Former Chelsea manager blames his sacking on one player

Luiz Felipe Scolari has blamed his Chelsea sacking on Nicolas Anelka.
Scolari was appointed Chelsea manager in summer 2008, replacing Avram Grant at Stamford Bridge.
But the Brazilian lasted just seven months before being sacked in February 2009, with Guus Hiddink taking his place.
His struggles with the English language were cited as the reason for his demise at the time, but Scolari suggests that Anelka played his part.
“I had Anelka playing up front. Nine. Top scorer in the league,” he told ESPN Brasil. “The players return, I make a meeting, and in the meeting I say: ‘Look, now that the players have all returned, Drogba is back after two months, we will try to work a situation involving the two attackers playing one by the side, one in the centre, changing positions’.

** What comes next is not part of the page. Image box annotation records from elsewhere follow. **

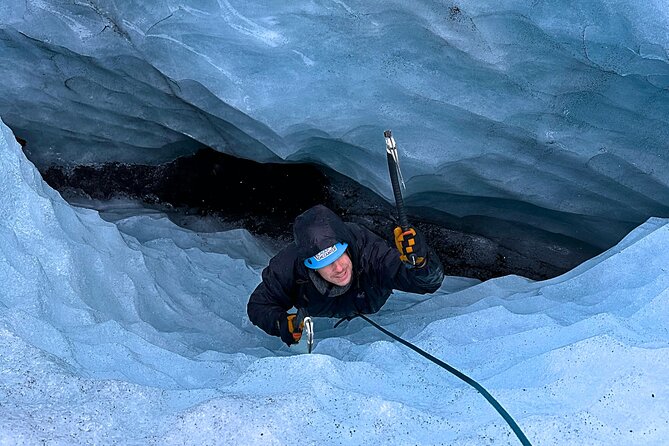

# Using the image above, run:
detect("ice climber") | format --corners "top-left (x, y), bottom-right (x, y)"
top-left (247, 205), bottom-right (444, 346)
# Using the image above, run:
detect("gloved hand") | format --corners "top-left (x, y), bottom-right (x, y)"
top-left (279, 314), bottom-right (304, 347)
top-left (393, 226), bottom-right (427, 268)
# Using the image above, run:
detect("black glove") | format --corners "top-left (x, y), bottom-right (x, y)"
top-left (279, 314), bottom-right (304, 347)
top-left (393, 226), bottom-right (427, 268)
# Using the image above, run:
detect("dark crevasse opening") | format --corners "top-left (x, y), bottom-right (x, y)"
top-left (42, 147), bottom-right (599, 280)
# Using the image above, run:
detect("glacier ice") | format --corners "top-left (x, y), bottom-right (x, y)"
top-left (0, 0), bottom-right (669, 248)
top-left (0, 114), bottom-right (669, 445)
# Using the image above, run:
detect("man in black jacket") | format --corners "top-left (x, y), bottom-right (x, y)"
top-left (247, 205), bottom-right (444, 346)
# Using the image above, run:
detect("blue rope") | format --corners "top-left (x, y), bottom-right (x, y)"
top-left (358, 313), bottom-right (532, 446)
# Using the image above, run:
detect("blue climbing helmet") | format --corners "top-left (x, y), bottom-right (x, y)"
top-left (304, 243), bottom-right (348, 269)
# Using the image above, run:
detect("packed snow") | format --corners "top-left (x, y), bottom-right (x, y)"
top-left (0, 112), bottom-right (669, 445)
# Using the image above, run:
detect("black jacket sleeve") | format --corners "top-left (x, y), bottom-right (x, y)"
top-left (246, 250), bottom-right (296, 336)
top-left (354, 228), bottom-right (444, 303)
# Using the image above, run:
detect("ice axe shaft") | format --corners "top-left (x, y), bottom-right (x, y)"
top-left (296, 308), bottom-right (314, 353)
top-left (383, 130), bottom-right (416, 265)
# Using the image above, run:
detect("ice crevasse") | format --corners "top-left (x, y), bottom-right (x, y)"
top-left (0, 114), bottom-right (669, 445)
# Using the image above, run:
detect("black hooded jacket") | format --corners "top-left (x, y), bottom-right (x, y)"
top-left (247, 205), bottom-right (444, 336)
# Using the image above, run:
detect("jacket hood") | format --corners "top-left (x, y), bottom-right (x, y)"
top-left (293, 204), bottom-right (354, 262)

“Then Anelka, the league’s top scorer, said: ‘I do not play on the wing’. Well, that’s when I said: ‘You don’t play on the wing, one’s going to be on the left, it’s over, I’m not going to stay here arguing with you guys’.

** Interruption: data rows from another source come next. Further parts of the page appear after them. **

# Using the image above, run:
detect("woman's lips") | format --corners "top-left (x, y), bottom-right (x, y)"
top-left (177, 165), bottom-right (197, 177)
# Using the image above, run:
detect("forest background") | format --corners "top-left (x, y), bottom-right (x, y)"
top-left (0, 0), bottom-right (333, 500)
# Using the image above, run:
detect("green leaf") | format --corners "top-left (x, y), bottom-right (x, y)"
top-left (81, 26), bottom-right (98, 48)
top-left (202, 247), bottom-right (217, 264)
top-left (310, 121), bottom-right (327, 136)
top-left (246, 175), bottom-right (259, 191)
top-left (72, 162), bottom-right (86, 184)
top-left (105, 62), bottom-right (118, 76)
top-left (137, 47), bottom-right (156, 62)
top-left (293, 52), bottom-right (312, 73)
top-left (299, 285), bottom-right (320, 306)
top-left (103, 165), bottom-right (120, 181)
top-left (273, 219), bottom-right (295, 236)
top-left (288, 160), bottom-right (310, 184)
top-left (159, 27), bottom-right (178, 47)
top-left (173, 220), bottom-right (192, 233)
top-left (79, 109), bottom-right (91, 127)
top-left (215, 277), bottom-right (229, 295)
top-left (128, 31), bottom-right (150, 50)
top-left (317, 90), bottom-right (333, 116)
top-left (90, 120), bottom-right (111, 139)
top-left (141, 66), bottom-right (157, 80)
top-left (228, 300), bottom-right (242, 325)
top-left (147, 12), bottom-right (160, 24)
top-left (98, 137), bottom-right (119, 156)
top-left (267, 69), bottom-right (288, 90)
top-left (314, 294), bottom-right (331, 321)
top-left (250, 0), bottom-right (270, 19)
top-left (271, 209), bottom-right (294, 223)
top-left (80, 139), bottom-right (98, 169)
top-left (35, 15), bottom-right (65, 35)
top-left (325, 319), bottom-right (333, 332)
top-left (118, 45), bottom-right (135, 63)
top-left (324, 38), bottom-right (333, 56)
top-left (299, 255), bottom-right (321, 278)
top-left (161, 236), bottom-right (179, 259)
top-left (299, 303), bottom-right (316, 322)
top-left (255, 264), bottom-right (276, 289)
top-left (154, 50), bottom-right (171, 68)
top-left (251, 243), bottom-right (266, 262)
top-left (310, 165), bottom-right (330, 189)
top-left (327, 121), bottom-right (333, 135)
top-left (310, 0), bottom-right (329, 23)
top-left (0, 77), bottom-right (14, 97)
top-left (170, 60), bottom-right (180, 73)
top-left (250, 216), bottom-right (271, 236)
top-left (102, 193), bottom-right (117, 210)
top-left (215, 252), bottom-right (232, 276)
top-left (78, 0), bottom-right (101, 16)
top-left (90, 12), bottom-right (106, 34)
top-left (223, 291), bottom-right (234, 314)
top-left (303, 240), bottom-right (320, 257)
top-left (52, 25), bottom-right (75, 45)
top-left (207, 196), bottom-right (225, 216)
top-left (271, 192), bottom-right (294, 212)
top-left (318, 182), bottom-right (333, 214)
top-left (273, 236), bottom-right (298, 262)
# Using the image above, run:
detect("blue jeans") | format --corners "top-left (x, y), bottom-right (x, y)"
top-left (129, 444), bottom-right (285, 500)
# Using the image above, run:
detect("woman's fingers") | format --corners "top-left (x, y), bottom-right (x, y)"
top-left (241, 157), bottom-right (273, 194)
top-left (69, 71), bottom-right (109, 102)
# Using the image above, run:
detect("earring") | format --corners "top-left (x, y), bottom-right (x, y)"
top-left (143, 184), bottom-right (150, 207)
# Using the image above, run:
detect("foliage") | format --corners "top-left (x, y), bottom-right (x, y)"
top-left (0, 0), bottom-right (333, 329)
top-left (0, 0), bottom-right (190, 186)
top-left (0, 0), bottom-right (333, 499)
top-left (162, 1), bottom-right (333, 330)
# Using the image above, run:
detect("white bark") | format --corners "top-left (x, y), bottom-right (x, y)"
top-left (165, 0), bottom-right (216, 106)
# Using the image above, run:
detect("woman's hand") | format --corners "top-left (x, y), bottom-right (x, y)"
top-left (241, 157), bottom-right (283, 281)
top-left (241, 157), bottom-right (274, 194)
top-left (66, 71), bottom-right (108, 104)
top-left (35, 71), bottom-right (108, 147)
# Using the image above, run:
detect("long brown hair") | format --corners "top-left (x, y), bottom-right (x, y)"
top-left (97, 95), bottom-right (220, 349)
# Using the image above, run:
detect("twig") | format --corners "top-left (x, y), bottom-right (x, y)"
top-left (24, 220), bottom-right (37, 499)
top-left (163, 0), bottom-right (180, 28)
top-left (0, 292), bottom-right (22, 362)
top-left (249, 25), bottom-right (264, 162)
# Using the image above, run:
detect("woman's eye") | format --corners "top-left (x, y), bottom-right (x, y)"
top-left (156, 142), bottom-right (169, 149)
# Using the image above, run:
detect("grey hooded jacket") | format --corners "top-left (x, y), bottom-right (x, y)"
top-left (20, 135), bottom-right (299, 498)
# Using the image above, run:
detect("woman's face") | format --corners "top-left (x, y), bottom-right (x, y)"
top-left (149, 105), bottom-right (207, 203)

“I left there and our team was third in the league, three or four points behind top. Qualified for the round-of-16 or quarter-finals of the Champions League. But there was this bad environment, that situation.
“I don’t know if I had continued, what would have happened. But it was interrupted. There, I got upset.
“They’ll say: ‘Oh, because you didn’t speak English perfectly’. Of course, I did not. I didn’t speak English perfectly. But I understood perfectly. We understood, with my English, and the English that was spoken there, we understood perfectly.”